Brains collected at 13 and 15 d post-HI were cryoprotected in grading 30–50% sucrose and embedded in OCT freezing medium (Tissue-Tec, Sajura Zoeterwoude, The Netherlands). Coronal cryosections (10 µm) were incubated with rabbit-anti-Iba1 (Wako Chemicals, Osaka, Japan, 1:500), mouse anti-GFAP (Acris antibodies, San Diego, CA, 1:100), goat anti-DCX (Santa Cruz Biotechnology, Dallas, TX, 1:100), or mouse anti-Nestin (BD Biosciences, Breda, The Netherlands, 1:100) followed by incubation with secondary antibodies donkey anti-rabbit AF680, donkey anti-mouse AF488, donkey anti-goat AF680 (all Thermo Scientific, 1:250). Nuclei were counterstained with 4′,6-diamidino-2-phenylindole (DAPI) (Sigma Aldrich, 1:2,000) and sections were mounted with FluorSave reagent (Merck Millipore, Darmstadt, Germany). Fluorescent confocal images were captured with an AxioCam MRm (Carl Zeiss, Sliedrecht, The Netherlands) on a LSM 700 confocal microscope (Carl Zeiss). Iba1 and GFAP intensity was quantified using Image J software by measuring the staining intensity in five different fields of the hippocampus.
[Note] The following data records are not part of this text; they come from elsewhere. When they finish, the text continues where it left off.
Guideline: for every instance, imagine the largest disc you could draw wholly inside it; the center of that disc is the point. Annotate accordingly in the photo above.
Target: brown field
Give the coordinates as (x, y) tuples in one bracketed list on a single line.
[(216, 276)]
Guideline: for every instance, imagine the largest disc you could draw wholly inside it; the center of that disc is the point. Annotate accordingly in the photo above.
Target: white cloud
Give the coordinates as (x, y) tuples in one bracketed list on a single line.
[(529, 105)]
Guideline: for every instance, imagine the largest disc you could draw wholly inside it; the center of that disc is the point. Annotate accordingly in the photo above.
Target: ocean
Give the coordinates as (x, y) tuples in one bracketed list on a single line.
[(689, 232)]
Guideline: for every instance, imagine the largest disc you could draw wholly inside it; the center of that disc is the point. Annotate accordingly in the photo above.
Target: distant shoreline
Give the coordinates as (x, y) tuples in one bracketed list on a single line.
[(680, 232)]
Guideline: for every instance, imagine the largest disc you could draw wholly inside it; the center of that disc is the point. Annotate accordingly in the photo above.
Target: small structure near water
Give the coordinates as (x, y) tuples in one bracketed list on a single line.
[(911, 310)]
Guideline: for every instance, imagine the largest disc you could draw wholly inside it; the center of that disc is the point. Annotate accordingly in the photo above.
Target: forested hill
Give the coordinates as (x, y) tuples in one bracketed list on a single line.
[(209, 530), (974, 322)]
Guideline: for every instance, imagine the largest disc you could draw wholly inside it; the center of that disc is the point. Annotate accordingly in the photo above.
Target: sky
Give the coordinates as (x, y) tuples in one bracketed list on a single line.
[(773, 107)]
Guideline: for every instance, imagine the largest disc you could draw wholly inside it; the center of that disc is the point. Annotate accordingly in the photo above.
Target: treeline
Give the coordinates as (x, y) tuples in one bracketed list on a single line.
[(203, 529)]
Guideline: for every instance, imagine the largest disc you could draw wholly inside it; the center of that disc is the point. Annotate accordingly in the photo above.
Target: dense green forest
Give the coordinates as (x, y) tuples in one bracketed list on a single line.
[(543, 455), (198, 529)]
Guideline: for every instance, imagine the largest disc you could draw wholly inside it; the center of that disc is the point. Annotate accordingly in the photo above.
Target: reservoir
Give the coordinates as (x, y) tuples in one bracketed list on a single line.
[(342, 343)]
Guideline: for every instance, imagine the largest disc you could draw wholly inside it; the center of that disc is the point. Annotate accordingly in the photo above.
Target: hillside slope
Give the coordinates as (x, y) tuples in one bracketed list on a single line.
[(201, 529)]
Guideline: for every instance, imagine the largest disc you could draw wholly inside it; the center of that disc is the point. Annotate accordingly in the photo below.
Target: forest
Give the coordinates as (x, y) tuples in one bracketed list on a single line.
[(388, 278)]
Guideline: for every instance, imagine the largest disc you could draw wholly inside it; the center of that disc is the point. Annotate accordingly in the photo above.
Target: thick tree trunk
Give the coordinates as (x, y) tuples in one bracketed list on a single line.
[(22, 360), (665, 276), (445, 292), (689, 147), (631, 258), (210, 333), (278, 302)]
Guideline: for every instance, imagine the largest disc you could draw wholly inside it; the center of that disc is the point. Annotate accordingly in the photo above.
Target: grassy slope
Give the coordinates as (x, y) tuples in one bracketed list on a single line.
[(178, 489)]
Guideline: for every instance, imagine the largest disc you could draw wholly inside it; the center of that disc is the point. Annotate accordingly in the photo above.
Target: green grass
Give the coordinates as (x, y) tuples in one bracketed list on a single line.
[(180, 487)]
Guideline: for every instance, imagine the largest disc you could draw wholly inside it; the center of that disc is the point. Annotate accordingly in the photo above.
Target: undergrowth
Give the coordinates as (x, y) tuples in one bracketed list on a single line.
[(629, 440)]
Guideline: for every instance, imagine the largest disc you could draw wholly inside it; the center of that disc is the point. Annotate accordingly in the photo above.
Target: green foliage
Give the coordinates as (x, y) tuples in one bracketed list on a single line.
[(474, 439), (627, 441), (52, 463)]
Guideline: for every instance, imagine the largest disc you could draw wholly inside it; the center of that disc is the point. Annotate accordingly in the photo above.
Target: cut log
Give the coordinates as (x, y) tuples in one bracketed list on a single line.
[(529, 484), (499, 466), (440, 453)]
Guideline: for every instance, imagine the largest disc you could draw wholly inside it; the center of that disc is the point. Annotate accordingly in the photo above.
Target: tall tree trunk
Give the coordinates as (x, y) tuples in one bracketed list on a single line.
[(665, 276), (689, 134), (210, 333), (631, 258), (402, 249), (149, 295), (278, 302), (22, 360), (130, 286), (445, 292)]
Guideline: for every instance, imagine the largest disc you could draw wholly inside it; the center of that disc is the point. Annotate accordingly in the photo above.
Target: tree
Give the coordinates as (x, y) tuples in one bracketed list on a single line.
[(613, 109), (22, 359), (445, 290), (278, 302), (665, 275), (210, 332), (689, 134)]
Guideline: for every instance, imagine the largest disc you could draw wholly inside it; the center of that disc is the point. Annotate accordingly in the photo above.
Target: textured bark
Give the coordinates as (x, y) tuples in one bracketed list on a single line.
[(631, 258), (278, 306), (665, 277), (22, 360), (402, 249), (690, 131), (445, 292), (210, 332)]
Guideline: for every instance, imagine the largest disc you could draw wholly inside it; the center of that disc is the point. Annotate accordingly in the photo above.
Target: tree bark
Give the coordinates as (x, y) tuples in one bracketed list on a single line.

For staining of the microglia cultures, cells were fixed in 4% formaldehyde and stained with rabbit-anti-Iba1 (1:500), followed by incubation with donkey-anti-rabbit AlexaFluor-555 (Thermo Scientifics). Nuclei were counterstained with DAPI. Images were acquired using the EVOS FL Cell Imaging System (Thermo Scientifics). The expression level of Iba1 per cell was determined using Image J software.

Statistics

Data are expressed as mean ± SEM and regarded statistically significant if P < 0.05. Data were analyzed using one- or two-way ANOVA with Fisher's least significant difference (LSD) post-test. For the conditioned medium experiments, two-tailed, unpaired Student’s t-test was used. Outliers were determined with the Grubbs’ test.

Statement of Financial Support

No financial assistance was received in support of the study.

Disclosure

The authors declare no conflict of interest.